= Billy Mills (racing driver) =

William Arthur Frank Mills (January 3, 1898 – September 16, 1937) was a South African racing driver)

Billy Mills was born in South Africa in 1898. His father was a transport rider, and then a farmer in the Umlaas Road area. Mills was among the tough motorsport pioneers in South Africa, racing a series of ‘cutdown’ modified American saloons and then an imported Aston Martin Ulster in the early South African Grand Prix. The Ulster, one of just 21 built, was bought from the works on 7 July 1936 at a cost of £1,100. However, he was arguably better known for his long-distance, record-breaking efforts back in the 1920s, notably the ‘runs’ from Durban to Johannesburg and Pietermaritzburg to Durban using Chryslers and De Sotos.

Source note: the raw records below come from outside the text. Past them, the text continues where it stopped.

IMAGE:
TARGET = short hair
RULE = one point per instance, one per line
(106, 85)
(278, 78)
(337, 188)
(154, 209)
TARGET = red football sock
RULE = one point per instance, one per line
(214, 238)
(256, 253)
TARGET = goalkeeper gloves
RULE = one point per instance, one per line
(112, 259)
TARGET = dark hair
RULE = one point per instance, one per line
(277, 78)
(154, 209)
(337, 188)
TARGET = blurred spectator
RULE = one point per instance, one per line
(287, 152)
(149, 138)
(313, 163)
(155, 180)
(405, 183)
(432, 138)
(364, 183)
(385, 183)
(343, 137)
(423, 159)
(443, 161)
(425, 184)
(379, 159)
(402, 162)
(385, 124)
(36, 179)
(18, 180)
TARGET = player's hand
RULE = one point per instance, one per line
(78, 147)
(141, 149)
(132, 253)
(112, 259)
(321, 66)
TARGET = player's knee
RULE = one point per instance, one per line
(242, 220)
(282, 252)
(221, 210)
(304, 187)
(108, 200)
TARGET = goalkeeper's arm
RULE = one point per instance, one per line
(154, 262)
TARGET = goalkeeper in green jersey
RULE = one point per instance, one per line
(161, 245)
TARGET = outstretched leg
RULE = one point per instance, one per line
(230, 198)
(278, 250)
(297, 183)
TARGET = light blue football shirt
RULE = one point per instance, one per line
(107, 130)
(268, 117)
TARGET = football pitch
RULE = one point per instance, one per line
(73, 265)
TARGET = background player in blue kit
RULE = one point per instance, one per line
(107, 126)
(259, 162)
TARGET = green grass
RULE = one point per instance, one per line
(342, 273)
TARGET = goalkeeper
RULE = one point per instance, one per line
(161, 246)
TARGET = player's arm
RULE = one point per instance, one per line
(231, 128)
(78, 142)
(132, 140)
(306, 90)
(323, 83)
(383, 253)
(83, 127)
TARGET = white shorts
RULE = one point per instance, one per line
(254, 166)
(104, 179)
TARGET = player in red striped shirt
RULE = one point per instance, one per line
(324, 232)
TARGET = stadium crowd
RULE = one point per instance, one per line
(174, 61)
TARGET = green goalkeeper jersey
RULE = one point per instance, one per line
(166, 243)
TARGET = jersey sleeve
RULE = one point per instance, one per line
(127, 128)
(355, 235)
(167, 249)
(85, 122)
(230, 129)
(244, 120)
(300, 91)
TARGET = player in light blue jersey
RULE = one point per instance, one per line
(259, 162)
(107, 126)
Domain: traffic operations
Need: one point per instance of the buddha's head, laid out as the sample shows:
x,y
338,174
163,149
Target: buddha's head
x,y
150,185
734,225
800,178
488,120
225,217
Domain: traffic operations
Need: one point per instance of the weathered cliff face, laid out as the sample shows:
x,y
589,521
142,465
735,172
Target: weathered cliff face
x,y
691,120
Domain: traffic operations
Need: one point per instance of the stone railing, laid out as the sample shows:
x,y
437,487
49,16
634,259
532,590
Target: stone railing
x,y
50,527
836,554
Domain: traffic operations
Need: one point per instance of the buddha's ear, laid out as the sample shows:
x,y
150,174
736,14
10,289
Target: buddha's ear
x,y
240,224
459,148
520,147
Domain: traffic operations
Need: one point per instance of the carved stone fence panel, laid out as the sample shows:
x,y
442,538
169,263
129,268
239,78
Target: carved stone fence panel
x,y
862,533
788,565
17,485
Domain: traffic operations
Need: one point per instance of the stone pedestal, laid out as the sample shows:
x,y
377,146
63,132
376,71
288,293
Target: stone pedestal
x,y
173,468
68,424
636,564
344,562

Mills was also among the early South African aviation pioneers, owning a Leopard Moth based at Oribi airfield. He competed in two South African GPs both at East London, in 1936 in his converted Plymouth two-seater 'Pyroil Special', finishing sixth and in 1937 in the Ulster retiring on lap one. He placed thirteenth in the 3rd Kimberley 100 held on the Paardeberg Road Circuit on 5 October 1936, and sixth in the 1st Coronation 100 held on Maritzburg's Alexandra Park Circuit on 31 May 1937. Mills did not finish the 1st Bloemfontein Blue Riband held on the Brandkop Speedway on 2 August 1937, and finished sixth and seventh in the two heats making up Silver Springbok Trophy on the Lord Howe Circuit on 21 August 1937. Mills died suddenly in Pietermaritzburg on 16 September 1937, only 39 years old, from heart failure brought on by influenza and pneumonia. His grandson is Dr. Greg Mills, an expert in international affairs.